The success of Microsoft’s Azure is particularly notable with the company’s computing platform dragging the not so lumbering giant into the 21st century. Of course, its software business stands as one of the world’s most dominant monopolies, providing the cornerstone of a credit rating which is, somewhat ironically, higher than that of the US government. However, its cloud native Azure is now, by a stretch, the dominant growth engine of the company, expanding twice as fast as the wider business and around five times faster than the broader market. Granted, only a fraction of these revenues are directly tied to AI, however its contribution is accelerating much more rapidly than initially expected, thanks mostly to Microsoft’s $13bn investment in OpenAI (the company that brought you ChatGPT, and all those fun cat pictures).

The scope for this to grow is substantial as the technology is integrated into the company’s product suite including Excel, Word, and Teams. The development is described by investment bank UBS as “easily the most anticipated GenAI-based software application launch”, and should provide ‘technologically challenged’ users like myself an opportunity to experience first-hand the much touted productivity benefits that are expected to drive these massive earnings growth expectations.

The trillion-dollar question is if these forecasts are both accurate and sustainable which very much depends on your view of the broader AI ecosystem, and for NVIDIA, how dominant the company’s well documented technological lead really is.

One trust which has put its money where its mouth is, Manchester & London (MNL), has almost 50% of its NAV across NVIDIA and MSFT alone, while ensuring the rest of its portfolio has AI core and central to its business purpose. The trust defines the progress of AI so far as “embryonic compared to its immense, era defining potential”, while predicting that ‘’in a couple of years, many investors will rue their underweight position in NVIDIA today’’. While the managers acknowledge that this allocation naturally brings with it significant concentration risk, they counter that the winners from the AI era may, in time, be counted “on the fingers of two hands”, so diversification would be the antithesis of their bullishness.
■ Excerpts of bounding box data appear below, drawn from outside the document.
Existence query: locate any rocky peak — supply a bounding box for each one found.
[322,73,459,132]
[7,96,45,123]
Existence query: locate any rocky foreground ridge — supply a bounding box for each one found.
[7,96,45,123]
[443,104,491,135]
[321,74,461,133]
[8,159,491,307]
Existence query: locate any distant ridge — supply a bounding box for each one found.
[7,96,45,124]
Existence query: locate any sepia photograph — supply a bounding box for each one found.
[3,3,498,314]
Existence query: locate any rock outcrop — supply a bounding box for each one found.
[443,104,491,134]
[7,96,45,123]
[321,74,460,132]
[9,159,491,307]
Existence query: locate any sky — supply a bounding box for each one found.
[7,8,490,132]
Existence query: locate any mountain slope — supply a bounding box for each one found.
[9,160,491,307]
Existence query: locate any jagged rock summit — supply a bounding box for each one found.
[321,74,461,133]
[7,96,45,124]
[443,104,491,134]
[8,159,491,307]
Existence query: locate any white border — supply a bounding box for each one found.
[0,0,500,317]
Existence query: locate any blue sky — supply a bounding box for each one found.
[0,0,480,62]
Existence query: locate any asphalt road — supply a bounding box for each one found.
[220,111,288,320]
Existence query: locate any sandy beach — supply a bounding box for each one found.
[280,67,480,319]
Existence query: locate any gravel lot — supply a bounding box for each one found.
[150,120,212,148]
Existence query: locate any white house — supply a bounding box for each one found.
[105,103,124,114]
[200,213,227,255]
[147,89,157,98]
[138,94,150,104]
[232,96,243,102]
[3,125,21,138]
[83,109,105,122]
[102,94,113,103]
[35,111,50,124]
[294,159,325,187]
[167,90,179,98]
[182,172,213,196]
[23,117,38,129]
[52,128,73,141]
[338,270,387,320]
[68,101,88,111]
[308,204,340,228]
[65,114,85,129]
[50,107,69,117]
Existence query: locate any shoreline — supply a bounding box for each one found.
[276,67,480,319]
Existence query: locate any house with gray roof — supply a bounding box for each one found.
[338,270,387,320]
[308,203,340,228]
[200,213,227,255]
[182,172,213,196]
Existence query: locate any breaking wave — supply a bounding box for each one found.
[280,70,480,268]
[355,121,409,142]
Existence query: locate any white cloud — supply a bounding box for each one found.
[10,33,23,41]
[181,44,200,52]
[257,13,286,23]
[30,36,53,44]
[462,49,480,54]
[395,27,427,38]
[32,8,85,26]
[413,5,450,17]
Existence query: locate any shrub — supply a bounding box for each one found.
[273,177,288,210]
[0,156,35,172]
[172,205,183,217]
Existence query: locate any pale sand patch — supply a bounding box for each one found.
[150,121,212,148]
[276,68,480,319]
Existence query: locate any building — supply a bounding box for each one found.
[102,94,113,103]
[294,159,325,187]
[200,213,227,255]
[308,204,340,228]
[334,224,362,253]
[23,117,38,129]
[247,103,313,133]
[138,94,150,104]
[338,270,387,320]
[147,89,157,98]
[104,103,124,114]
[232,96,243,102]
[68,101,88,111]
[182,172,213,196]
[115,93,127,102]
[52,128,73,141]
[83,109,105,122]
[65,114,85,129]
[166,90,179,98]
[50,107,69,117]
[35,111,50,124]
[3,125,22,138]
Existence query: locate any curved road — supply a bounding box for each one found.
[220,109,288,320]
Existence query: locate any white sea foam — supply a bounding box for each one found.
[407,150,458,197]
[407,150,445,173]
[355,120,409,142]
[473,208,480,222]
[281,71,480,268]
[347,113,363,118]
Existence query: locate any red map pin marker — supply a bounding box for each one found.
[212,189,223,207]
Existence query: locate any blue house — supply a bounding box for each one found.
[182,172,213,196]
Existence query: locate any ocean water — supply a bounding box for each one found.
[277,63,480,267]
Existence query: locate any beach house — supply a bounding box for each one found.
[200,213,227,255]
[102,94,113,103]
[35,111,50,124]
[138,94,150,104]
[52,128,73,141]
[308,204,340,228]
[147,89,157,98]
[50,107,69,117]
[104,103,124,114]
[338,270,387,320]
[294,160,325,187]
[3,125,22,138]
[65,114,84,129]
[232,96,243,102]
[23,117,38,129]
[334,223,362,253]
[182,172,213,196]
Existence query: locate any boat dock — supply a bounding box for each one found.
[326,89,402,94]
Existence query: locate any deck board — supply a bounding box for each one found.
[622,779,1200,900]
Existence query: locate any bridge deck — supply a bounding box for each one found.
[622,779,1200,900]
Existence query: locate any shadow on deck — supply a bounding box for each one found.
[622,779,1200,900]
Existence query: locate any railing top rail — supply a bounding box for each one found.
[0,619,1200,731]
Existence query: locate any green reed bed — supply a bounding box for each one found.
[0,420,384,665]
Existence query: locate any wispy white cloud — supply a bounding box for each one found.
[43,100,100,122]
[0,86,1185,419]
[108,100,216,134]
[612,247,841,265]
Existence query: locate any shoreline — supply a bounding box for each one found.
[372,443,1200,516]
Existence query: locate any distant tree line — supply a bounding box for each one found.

The Polar Capital Technology Trust (PCT) has favoured a watered-down version of this approach, holding a still chunky 18% of its NAV directly invested in the two companies, in addition to large positions in Alphabet, Amazon, Advanced Micro Devices, and TSMC (which all boast varying degrees of exposure to the AI trade).

Other funds, such as Herald Investment Trust (HRI) would argue not against the overarching premise of AI, which it believes too to be a generational paradigm shift, but that picking the winners may not be so straightforward. The trusts instead favour the ‘picks and shovels’ end of the market, with significant investments in semi-conductor development and manufacturing, and the infrastructure that allows the technology to flourish. Private equity infrastructure trust Pantheon Infrastructure (PINT) is another targeting this end of the spectrum with substantial investments in digital infrastructure, such as data centres and transmission networks. PINT notes that the already impressive growth in demand for data centres will be driven higher by AI. There is also additional revenue to be extracted as data centres are retrofitted to cope with the additional cooling requirements that AI chips need.

There are certainly arguments to be made for both cases. The cautionary tale of Cisco, which for years was at the forefront of the internet revolution before collapsing under its own weight, stands as a reminder of counting your chickens. Today, shares of the company still trade below their peak reached back at the turn of the century. On the other hand, as we discussed above, it is entirely possible that companies like NVIDIA are actually still cheap, particularly if you believe, as MNL does, that we’re still very much in the earlier innings of this revolution.

Considering my trading record on NVIDIA, I’m hardly in a position to say, one way or another, however as someone who likes to have their cake and eat it too, I’ll suggest that diving headfirst into market euphoria is often a recipe for disaster, regardless of the technological potential. There’s every chance however that, as MNL so colourfully put it, I’m just a braying, misinformed Luddite.